In any case, Beggs noted that the word Shoobie, which, as a second homeowner from Wyncote, she admits to being and considers to be a benign “level one insult, maybe not even a full one,” had become something at which people took great offense.
“It was just a ramping up of nastiness,” Beggs said. “On the flip side, there was the ramping up of very easily hurt feelings. Some people would really take umbrage at being called Shoobies. It would generate huge amounts of arguments, and we were tired of it.”
Over at the Avalon and Stone Harbor Facebook page, “7 mile Shenanigans,” people were griping about teens on skateboards, teens gathering en masse on the boardwalk, and, of course, the black flies. “It’s all part of the little nuisances that make Avalon great, even the bike stealing, garage grab, underage drinking, beach parties etc.,” was one reply.
Hellein, the Ocean City boardwalk shop owner, said irritated patrons gave her employees attitude all summer long. With summer help difficult to find, these employees were actually her children.
“It was amazing to me how many people not so much yelled at my kids, but gave my kids an attitude,” she said. “My son is 13 and has autism. It’s very obvious. He didn’t make mistakes. People were rushing him.

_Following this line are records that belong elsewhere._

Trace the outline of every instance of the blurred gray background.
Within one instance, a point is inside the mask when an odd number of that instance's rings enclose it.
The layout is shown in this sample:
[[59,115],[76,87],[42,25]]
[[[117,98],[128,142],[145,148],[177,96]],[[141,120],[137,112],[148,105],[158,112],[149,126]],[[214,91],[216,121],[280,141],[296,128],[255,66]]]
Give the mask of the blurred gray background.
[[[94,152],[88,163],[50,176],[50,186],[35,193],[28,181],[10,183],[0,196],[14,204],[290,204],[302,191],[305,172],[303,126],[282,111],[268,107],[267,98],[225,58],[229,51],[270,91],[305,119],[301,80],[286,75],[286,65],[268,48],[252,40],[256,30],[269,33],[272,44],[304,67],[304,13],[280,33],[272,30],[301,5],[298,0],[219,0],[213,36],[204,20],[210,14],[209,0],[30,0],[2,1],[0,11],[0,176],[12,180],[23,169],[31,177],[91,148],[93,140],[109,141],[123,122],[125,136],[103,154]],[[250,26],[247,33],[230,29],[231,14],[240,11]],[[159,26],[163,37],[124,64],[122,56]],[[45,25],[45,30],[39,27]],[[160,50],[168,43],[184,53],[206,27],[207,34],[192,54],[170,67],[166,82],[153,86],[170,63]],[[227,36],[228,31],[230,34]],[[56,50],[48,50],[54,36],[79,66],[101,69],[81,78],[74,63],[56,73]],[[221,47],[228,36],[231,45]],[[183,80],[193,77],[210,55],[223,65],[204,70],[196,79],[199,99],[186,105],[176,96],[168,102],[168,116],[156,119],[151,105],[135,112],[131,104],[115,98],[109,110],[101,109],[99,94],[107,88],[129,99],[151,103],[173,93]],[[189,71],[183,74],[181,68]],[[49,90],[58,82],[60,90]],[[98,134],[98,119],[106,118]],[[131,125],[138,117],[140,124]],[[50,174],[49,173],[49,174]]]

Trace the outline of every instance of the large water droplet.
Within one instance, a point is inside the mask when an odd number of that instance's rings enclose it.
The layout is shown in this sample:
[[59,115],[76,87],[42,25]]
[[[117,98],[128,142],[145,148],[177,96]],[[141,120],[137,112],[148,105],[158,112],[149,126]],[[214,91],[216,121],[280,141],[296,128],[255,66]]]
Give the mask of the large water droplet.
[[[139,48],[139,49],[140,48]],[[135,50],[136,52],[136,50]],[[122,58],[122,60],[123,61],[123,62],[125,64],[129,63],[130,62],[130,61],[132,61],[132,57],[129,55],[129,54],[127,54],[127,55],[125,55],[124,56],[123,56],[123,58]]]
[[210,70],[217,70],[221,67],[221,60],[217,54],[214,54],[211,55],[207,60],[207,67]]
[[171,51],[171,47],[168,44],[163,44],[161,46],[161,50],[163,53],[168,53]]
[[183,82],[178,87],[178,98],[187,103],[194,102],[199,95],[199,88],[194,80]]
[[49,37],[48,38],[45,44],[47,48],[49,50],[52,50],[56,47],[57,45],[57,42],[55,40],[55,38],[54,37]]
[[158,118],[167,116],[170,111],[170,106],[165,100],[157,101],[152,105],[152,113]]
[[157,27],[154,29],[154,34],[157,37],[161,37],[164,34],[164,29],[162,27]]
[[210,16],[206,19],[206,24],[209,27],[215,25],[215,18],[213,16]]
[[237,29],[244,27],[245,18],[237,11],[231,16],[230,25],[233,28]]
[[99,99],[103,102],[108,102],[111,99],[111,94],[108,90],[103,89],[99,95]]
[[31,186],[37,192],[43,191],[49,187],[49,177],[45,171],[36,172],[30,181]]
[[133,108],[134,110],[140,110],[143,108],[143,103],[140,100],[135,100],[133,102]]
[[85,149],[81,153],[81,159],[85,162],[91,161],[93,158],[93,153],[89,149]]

“It always amazed me when people were on vacation and seem so stressed and ready to snap,” she said.
In Ventnor, Police Chief Doug Biagi said he and his fellow Downbeach police chiefs noted the short fuse of people newly sprung from COVID lockdowns. The summer itself was fairly typical, he said; nonetheless, complaints about mundane things were off the charts, between strangers, and also among neighbors.
“This was the summer of bitching,” Biagi said. “The tolerance level of people down here, when they got out into public, I think their filters were just gone. People just had zero tolerance for anybody invading their bubble.”